African humanitarian aid dries. It's hard but I see the opportunity to build something better

For decades, the global development script has been predictable: African countries are facing a crisis and Aid flows from the west to react. But nowadays, funding dries – and the illusion that this model was once sustainable.
As the US foreign aid contracts and donor priorities change in the UK and elsewhere, non -profit organizations navigate throughout Africa's quiet calculation. It was this week that the UN agencies reported that millions of refugees would be reduced by food aid. This is not an isolated event – this is a tragic symptom of global retreat and warning that has long been dependent on international solidarity to all of us to combat poverty, hunger and inequality.
US Secretary of State Marco Rubio recently proclaimed “We are not the Government of the World”, which signals that the United States does not shoulder most of the global humanitarian aid. It can play politically well in Washington, but in places like Kenya, it lands as an inevitable reality control.
Instead of being grief, it is time to reduce our losses and focus on what we can build up – because when global help recedes, African ingenuity must step forward.
This spirit of local ownership is at the heart of the food4education – an organization I founded in Kenya to deal with the classroom hunger. Today we are feeding 500,000 public school children at a price of $ 0.30 per meal and so far we have offered more than 100 million meals. Our funding model is simple but systematic: government co-investment, parents' contributions and charity capital, which collaborates on pure energy kitchens, employs over 4,400 people and acquire 80% of the food from small farmers (like a woman named Mary, reducing a single motorcycle to 65 delivery).
It's not a charity.This is an infrastructureTo. And it already works.
But the work of African non -profit associations like me becomes harder, not simpler – not because we have no solutions, but because the language we use to describe our goals is increasingly under fire. We see a setback on words likeequityTo do,justiceand eveninvolvementTo. These terms are called political, disagreement or ideological fluff in certain funding circles.

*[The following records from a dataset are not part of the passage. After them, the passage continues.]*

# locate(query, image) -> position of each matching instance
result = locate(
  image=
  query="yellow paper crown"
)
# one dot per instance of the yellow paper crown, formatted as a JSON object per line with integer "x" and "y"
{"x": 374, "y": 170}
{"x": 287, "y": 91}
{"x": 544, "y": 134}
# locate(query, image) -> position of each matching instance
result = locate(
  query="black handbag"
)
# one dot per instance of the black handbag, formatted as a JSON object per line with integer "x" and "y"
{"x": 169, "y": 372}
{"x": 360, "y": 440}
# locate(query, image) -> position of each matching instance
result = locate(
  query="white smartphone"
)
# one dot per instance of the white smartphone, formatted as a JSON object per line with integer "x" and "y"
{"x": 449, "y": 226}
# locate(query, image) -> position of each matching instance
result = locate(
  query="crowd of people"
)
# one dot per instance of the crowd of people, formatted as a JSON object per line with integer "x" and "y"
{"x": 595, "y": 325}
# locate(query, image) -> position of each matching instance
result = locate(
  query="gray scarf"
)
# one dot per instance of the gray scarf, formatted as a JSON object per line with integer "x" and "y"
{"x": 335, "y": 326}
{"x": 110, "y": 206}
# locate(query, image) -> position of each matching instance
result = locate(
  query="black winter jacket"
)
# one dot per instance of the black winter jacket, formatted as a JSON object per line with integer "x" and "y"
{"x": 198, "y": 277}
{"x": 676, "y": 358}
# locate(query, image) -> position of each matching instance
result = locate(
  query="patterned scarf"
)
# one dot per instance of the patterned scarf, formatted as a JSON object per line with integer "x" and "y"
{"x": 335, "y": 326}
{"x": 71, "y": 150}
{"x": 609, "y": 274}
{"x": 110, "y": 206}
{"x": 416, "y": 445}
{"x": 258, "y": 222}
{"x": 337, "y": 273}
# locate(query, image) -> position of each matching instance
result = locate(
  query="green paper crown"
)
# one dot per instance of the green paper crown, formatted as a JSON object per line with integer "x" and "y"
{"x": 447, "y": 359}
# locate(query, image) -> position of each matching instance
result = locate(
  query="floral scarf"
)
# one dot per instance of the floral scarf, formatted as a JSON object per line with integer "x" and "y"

But we do not have the vocabulary to discuss luxury – we are too busy with real work.
When 600 million African children stand due to hunger due to irreversible loss of development, the equity is not the concept or the slogan. It's a kitchen. This is the southern bowl. This is a difference between a hungry or ready -made child – a potential filled or potential wasted.
I understand that governments are priorities again calibrating. And they should – big choices come with leadership. But what we now need is not a retreat. This is an invention. If we want sustainable progress, the help conversation must shift from how much is given to the one who is trusted.
African leaders are not waiting. We design, implement, and scaling solutions that have already been administered to our communities and economies.
At F4E, we have seen that when local governments undertake to feed the school, it means real kitchens, actual budgets, actual political changes. This means that instead of the child to leave tomorrow, they can depend on something stronger – public commitment to their right to food and education. This is the kind of system we need to see throughout Africa.
In the end, partners, not patrons are needed. Capital that is patient and trusts the local infrastructure. Funding models that do not expire with election cycles.
This moment is as sobering as it is, a powerful opportunity: to rethink the architecture of global support not as a rescue operation, but as a divided investment in dignity, sustainable growth and endurance.
This is what we do every day in Kenya – creating new systems from the ground. And with the right partners, we can do it throughout the continent.